Asked about creatine — a controversial supplement designed to give weightlifters and athletes extra energy — Ossa said the substance should be used with caution.

"Creatine is good, but you have to drink enough water or you'll have kidney problems," he said. "People should drink 10 to 15 glass of water a day anyway."

Nutrition is "70% of the game," but exercise and workouts are important too.

"Probably 90% of people don't know how to exercise. They make mistakes when they go to the gym because they don't have professional advice. That's why sometimes they join a gym, go for a week, don't see results and quit.
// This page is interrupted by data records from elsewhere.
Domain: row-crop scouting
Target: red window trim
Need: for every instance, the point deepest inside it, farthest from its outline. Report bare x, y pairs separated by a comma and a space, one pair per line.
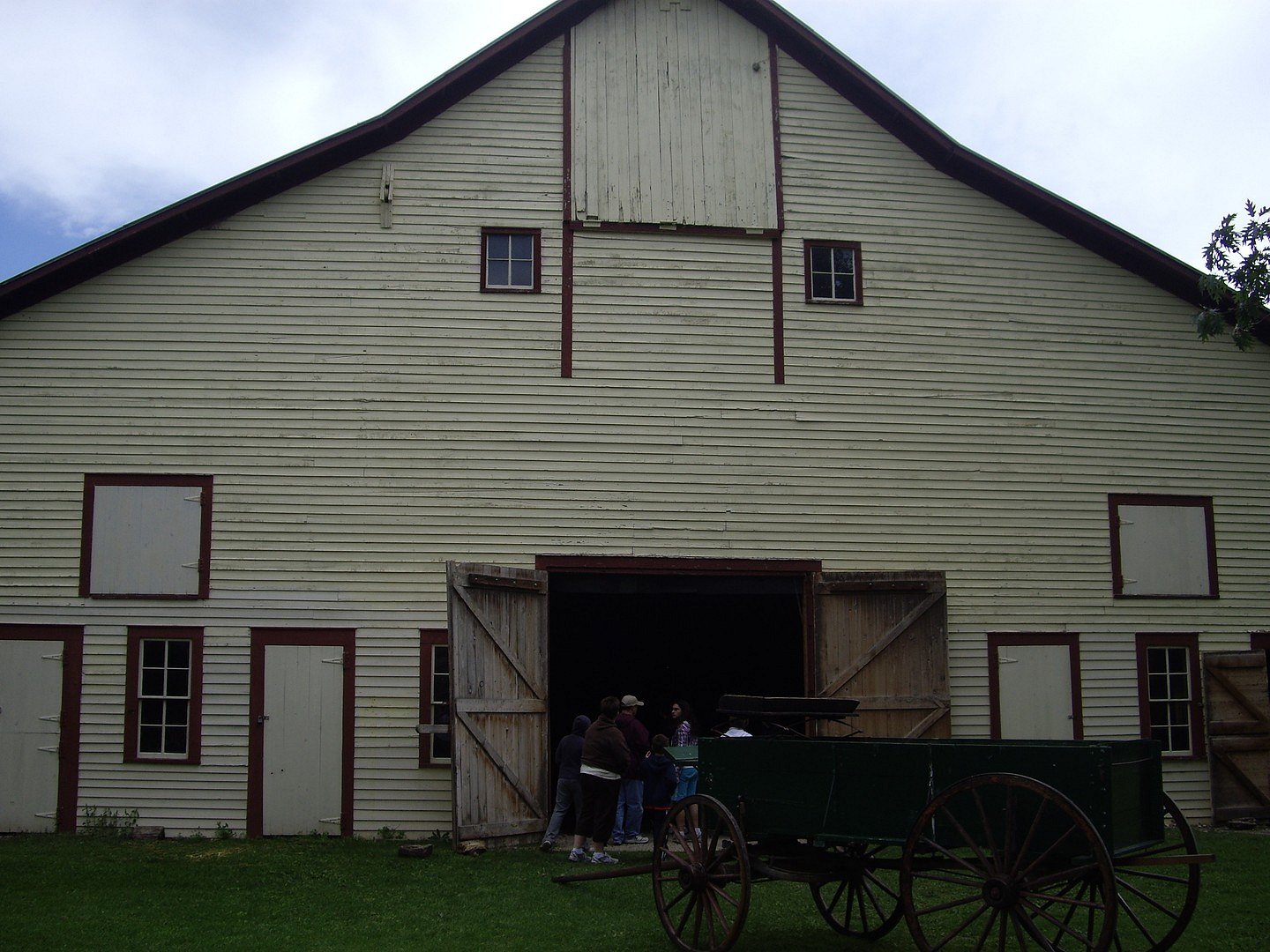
429, 639
537, 260
808, 244
1117, 499
1191, 641
998, 640
132, 687
205, 542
But when you know how to train and you have a professional on your side, you don't need to spend more than one hour every other day. But you have to know what to do."

"Usually I don't recommend more than two big muscles a day," he said. "Running is very good, but if you don't push yourself enough, you'll never be able to reverse the damage that's been built up for years."

Ossa described his own workout routine: "I do no more than three different exercises per muscle, and between 8 and 10 reps per set. Mondays, I train chest and triceps, Tuesdays I train my legs, calves and abs, and Wednesdays I rest. Thursdays, I train my back and biceps, and Fridays my shoulders, abs and calves. I also run on a treadmill for half an hour every day."

Ossa says men should aim for a body mass index (BMI) of 15-20%, while women should keep within the 20-25% range. Ossa's own BMI these days is an enviable 8-10%.

"The point is not to lose weight. It's to lose fat, gain muscular tissue and recuperate the cardiovascular system. Never think about losing weight, because when you try to do that, you lose muscle."

The problem is particularly serious with children in this country, nearly half of whom are considered overweight. For that reason, Ossa's company has a special line of bodybuilding products specially for kids.

As a way to expound on his nutritional advice while furthering his own business interests, Ossa has written two Spanish-language books — "Cardio Resistencia" and "Los Diez Mejores Secretas para Estar en Forma" — and is now finishing his third: "El Gran Error de Hacer Dietas." The books have been widely promoted throughout Latin America.

Ossa's Puerto Rican-born wife Gladys (they met at a disco in Fort Lauderdale) manages the couple's growing publishing and nutritional supplements empire while taking care of their two children, 12-year-old Jessica and 3-year-old Marco Jr.

"After my third book, I think I'll work with kids," said the famous bodybuilder, then added with a wink: "Probably in 10 years I'll be governor of Florida."